CFM International expects to manufacture about 720 powerplants this year, and projects that while an upturn in the transport business is unlikely before 2006, the company should continue to deliver no fewer than 600-650 engines a year for the foreseeable future.

"We have a strong 2,500-engine backlog, and momentarily lower sales are not a real concern, although the plan before 9/11 was to deliver 1,000 engines per year during the next three years," said Pierre Fabre, president and CEO of CFM International. "Today, the real issue is to make sure we deliver what we have sold," he added, referring to the growing weakness of major airlines, the risk of order cancellations and rescheduling of aircraft deliveries.

"The worst-case scenario right now, barring a catastrophe, is that we would produce 600-650 engines per year, and plateau there for several years," Fabre explained. Even though that's a substantial drop from the company's recent high of about 1,080 engines in 1999, it doesn't even begin to approach the business downturn that developed in the wake of the 1991 Persian Gulf war. For example, CFMI produced around 350 powerplants in 1995, and orders plateaued from 1991-95 at roughly 300 engines per year. In contrast, the company booked about 600 orders in 2002.

Despite the declining fortunes of many of the world's airlines, CFMI's business remains relatively strong because of its orientation toward short- and medium-range narrow-body aircraft that serve domestic routes. As a result, the economic troubles now plaguing so many international carriers are not affecting CFMI as much as other manufacturers. Moreover, since the company's markets are spread throughout the world, falling sales in the U.S. and Europe are being offset by steady business in other regions, particularly Asia, where CFMI recently won competitions at China Southern and China Eastern.

Another bright spot is the rise of the low-cost carriers. CFMI views its competitive wins at Ryanair and easyJet as important triumphs. Both orders were for engines to power more than 100 aircraft. "For the next two years, low-cost carriers will be a significant market for CFMI and may account, perhaps, for as much as 30% of its orders," Fabre said. At the same time, however, "we will be just as happy to supply the traditional airlines."

Nonetheless, Fabre says it's clear there are just too many airlines in the world these days for all of them to survive. Consolidation is needed, not only in the U.S., but also in Europe. "Europe has to get away from the notion of one country, one airline," he noted.

In the meantime, CFMI executives will seek to support customer airlines' wide-ranging efforts to weather the crisis, Fabre said. For example, Ireland-based Shannon Engine Support (SES), CFM's spare engine support unit, plans to offer leasing agreements to cash-strapped operators. Furthermore, troubled airlines are now being offered the option to sell and lease back spare engines. In the next few months, SES expects to invest $50 million in such leasing contracts, Fabre said. Demand, however, is much greater, he acknowledged.

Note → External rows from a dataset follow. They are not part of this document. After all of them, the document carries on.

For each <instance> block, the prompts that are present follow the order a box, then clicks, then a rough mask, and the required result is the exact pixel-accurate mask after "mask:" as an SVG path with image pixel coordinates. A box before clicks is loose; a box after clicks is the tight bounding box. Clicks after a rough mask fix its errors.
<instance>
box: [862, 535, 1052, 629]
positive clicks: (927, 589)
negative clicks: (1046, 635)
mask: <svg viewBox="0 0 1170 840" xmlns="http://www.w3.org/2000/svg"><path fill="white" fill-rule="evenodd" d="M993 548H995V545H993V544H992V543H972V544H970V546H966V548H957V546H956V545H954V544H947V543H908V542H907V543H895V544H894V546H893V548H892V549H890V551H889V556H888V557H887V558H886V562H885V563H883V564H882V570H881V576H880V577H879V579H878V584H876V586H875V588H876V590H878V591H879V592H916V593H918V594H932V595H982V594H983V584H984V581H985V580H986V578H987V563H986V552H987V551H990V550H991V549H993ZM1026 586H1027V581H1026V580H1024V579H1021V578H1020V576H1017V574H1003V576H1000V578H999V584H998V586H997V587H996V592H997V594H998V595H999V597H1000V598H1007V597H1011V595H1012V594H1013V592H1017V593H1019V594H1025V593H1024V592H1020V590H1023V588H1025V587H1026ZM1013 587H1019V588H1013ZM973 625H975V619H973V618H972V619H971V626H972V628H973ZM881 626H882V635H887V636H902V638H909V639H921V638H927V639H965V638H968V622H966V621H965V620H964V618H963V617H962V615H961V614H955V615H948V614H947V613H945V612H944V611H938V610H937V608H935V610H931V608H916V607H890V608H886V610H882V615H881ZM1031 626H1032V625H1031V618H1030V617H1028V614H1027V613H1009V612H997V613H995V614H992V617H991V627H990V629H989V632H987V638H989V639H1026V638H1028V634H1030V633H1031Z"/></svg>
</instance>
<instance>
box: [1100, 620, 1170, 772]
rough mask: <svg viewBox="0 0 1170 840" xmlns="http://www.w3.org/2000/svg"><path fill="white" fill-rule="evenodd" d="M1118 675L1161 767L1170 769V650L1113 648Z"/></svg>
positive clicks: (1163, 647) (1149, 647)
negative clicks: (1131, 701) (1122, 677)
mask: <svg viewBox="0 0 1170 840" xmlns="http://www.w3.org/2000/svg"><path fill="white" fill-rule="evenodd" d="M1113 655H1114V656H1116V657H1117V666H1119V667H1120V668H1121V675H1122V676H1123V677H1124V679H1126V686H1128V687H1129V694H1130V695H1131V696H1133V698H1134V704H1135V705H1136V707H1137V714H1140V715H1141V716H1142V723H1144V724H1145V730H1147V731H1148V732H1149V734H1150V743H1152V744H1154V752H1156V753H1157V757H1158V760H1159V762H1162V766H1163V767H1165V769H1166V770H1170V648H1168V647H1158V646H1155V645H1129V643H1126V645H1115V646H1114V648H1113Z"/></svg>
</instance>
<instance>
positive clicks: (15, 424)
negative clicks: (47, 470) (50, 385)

By CFMI's count, its engines now power 5,181 aircraft at 445 operators, and the company has a global fleet of 13,193 engines. "We power 50% of the 100-plus passenger aircraft around the world and about 80% of the narrowbodies," he observed, but those figures also include aircraft now parked in desert storage.

CFMI attributes its success to a steady stream of new products and continuous improvements to its installed fleet. Given the current economic climate, the emphasis in the short term will focus on improvements and upgrades to increase customers' revenues.